DALLAS — New Orleans Mayor Mitch Landrieu rolled out a $483 million operating budget for 2011 on Thursday that he said would pay for essential city services while setting strict spending limits.
“The city needs to get back to basics and to fix the broken budget process once and for all,” Landrieu said. “We will stop the overspending and, for the first time in over 30 years, we will create a city budget that all city government will live by.”
Landrieu said the budget he would officially present to the City Council Friday is unlike budgets presented by earlier administrations because the current proposal is realistic and balanced. For too long, he said, the city has been living beyond its means.
New Orleans had $72 million in reserves in 2007, Landrieu said, and now has none. “We must face the hard truth that the city in the past has not been on a sound fiscal footing,” he said.
“Throughout the first half of this year, the city was on pace to spend $80 million more than it had. And in each of the previous two years, it spent $50 million more than it took in.”
The proposed 2011 budget is different, he said.
“This budget does not rely on savings, bailouts, or other one-time funds,” he said.
“There is no free lunch. Now, we have to pay for it.”
Landrieu took office May 3 after being elected with 66% of the vote in a field of 11 candidates.
New Orleans operates on a calendar fiscal year. The City Council must approve the budget for 2011 by Dec. 1.
Balancing the budget will require higher sanitation fees, Landrieu said, and the first increase in the city’s property tax rate since the rate was lowered after Hurricane Katrina devastated the Big Easy in 2005.
“The hole in the budget that was created when this millage rate was lowered was filled by pillaging our savings, using one-time revenues, and relying on federal dollars,” he said.
“But since then, the nation’s economy has fallen apart, our reserves have been tapped out, and one-time federal recovery dollars are gone.”
The rate increase of 8.74 mills would generate $23.1 million in 2011, the city said. It would result in an additional $250 tax per year on a $350,000 home and $874 per year for $1 million of commercial property.
Without the new revenue, Landrieu said, the city would have to lay off hundreds of police and firefighters or cut the budget of other departments by 25%.
The additional sanitation fees would bring in $11.6 million a year.
Landrieu vowed to streamline New Orleans government by overhauling and reorganizing every city department by the end of the first quarter of 2011.
Citing priorities raised at community meetings on the budget, Landrieu said the 2011 spending plan calls for the repair of 30,000 pot holes and the cleaning of 8,000 drainage basins.
The police academy will graduate only one class in 2011, compared to two in 2010, but Landrieu said the number of police on the street will be increased by shifting officers out of desk jobs.
In his first major speech as mayor in July, Landrieu said the city was facing a $67 million revenue shortfall in 2010. However, he said last week, the city’s budget hole was deeper than it seemed.

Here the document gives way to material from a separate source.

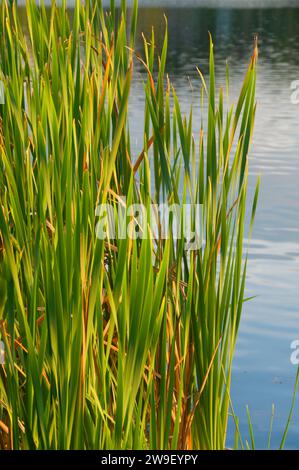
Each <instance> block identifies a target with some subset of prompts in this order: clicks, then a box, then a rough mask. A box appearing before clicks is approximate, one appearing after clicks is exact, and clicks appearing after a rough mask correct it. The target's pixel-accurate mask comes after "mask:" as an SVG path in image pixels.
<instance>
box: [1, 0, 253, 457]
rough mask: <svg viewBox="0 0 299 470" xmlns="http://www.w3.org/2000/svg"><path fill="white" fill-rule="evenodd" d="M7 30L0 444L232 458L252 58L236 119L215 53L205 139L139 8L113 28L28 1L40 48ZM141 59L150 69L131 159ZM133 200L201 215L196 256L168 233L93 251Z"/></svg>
mask: <svg viewBox="0 0 299 470" xmlns="http://www.w3.org/2000/svg"><path fill="white" fill-rule="evenodd" d="M0 15H1V18H0V74H1V76H0V79H1V80H2V81H3V83H4V88H5V104H4V105H1V106H0V117H1V121H0V123H1V126H0V205H1V208H0V295H1V297H0V322H1V323H0V331H1V333H0V334H1V339H2V341H3V342H4V344H5V350H6V358H5V359H6V360H5V364H4V365H3V366H2V367H1V370H0V436H1V438H0V447H2V448H14V449H20V448H24V449H29V448H30V449H81V448H86V449H114V448H123V449H131V448H135V449H143V448H151V449H171V448H173V449H190V448H194V449H222V448H224V447H225V442H226V431H227V424H228V415H229V410H230V381H231V370H232V359H233V354H234V349H235V344H236V337H237V332H238V327H239V322H240V318H241V314H242V308H243V303H244V288H245V279H246V266H247V257H246V253H244V252H243V251H244V246H243V245H244V243H243V239H244V221H245V215H246V196H247V172H248V152H249V147H250V141H251V137H252V132H253V123H254V114H255V81H256V57H257V49H255V50H254V52H253V55H252V58H251V60H250V64H249V67H248V70H247V72H246V74H245V79H244V83H243V85H242V87H241V91H240V95H239V99H238V101H237V103H236V105H235V106H234V107H232V108H229V109H227V110H225V106H224V101H225V100H224V98H223V92H222V90H220V92H219V97H218V98H217V97H216V96H218V93H217V94H216V88H215V76H214V59H213V44H212V41H211V43H210V73H209V83H208V85H207V83H206V82H205V81H204V78H203V77H202V76H200V77H199V80H201V83H202V90H203V92H202V99H203V101H204V100H206V103H207V104H208V117H207V122H205V120H203V124H202V127H201V131H200V136H199V139H198V140H197V138H194V136H193V134H192V112H190V115H189V116H188V117H184V116H182V114H181V110H180V104H179V101H178V99H177V97H176V94H175V90H174V89H173V87H172V86H171V83H170V82H169V80H168V79H167V76H166V75H165V67H166V56H167V31H166V34H165V41H164V44H163V45H162V47H161V51H160V55H159V58H157V55H158V53H157V48H156V45H155V37H154V34H153V35H152V37H151V38H149V39H144V54H143V55H142V57H141V56H140V55H138V54H137V53H136V52H135V50H134V40H135V33H136V22H137V1H136V2H135V6H134V8H133V9H132V11H131V17H130V22H128V21H127V17H126V5H125V1H123V2H122V8H121V10H120V11H118V12H117V13H116V10H115V8H114V2H112V1H111V10H110V11H109V12H108V13H105V12H104V11H103V8H102V6H101V2H99V1H91V0H90V1H89V0H86V1H85V4H84V5H81V2H80V1H79V0H78V1H76V4H75V9H74V11H73V12H72V14H71V15H70V14H69V13H68V12H67V10H66V2H65V1H63V2H62V7H59V8H58V7H56V6H55V3H54V2H53V3H52V7H51V9H50V12H48V11H47V10H46V9H45V7H44V6H43V5H41V6H40V7H37V6H36V5H35V2H34V1H27V3H26V21H27V28H28V32H29V34H28V35H25V34H24V31H23V29H22V24H21V22H20V19H19V17H18V10H17V7H16V3H15V2H12V4H11V5H8V3H7V1H6V0H4V1H3V2H2V4H1V7H0ZM135 61H140V62H141V63H142V66H143V67H144V69H145V72H146V75H145V77H146V78H145V83H144V144H143V148H140V155H139V157H137V158H134V157H133V155H132V151H131V146H130V141H131V133H130V129H129V125H128V104H129V99H130V90H131V80H132V75H133V67H134V62H135ZM124 196H125V197H126V198H127V204H129V203H130V204H131V203H139V204H143V205H144V206H145V207H146V208H149V206H150V204H152V203H158V202H161V201H162V200H163V201H164V202H167V203H169V204H172V203H174V204H175V203H179V204H183V203H184V202H187V201H188V202H191V203H193V204H201V213H200V221H201V229H202V236H203V240H204V241H203V244H202V245H201V246H200V247H199V248H198V249H196V250H192V251H186V246H185V241H184V240H183V239H176V238H175V237H174V236H173V232H172V231H171V230H169V236H168V237H162V236H158V237H156V238H153V237H151V236H144V237H139V238H135V239H133V238H132V237H131V238H129V237H124V238H121V239H119V238H117V237H115V238H110V239H109V240H108V239H104V240H102V239H99V238H98V237H97V236H96V226H97V222H98V216H97V213H96V208H97V206H98V205H99V204H100V203H101V204H104V203H109V204H112V205H114V206H115V213H116V214H117V213H118V212H117V210H116V208H117V206H118V204H121V203H123V201H124V199H123V197H124ZM256 202H257V192H256V195H255V198H254V201H253V207H252V213H251V214H249V217H251V216H252V218H253V217H254V213H255V208H256ZM247 206H248V204H247ZM189 217H190V220H191V224H194V214H193V213H192V212H190V214H189ZM170 225H171V220H170ZM144 230H145V232H148V235H150V233H149V231H150V228H148V227H147V226H146V227H145V229H144ZM236 423H237V421H236Z"/></svg>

“Due to an audit of past-year expenditures and a decrease in revenue, the budget gap grew from an already staggering $67 million to nearly $80 million,” Landrieu said. “If left unaddressed, this gap would have ballooned, damaging the city’s bond rating and putting our entire recovery at risk.”
The shortfall will be resolved by the end of the year, he said, but it won’t be easy.
“Let me be clear,” he said. “When you are $80 million in the red through just half a year, there are no good options.”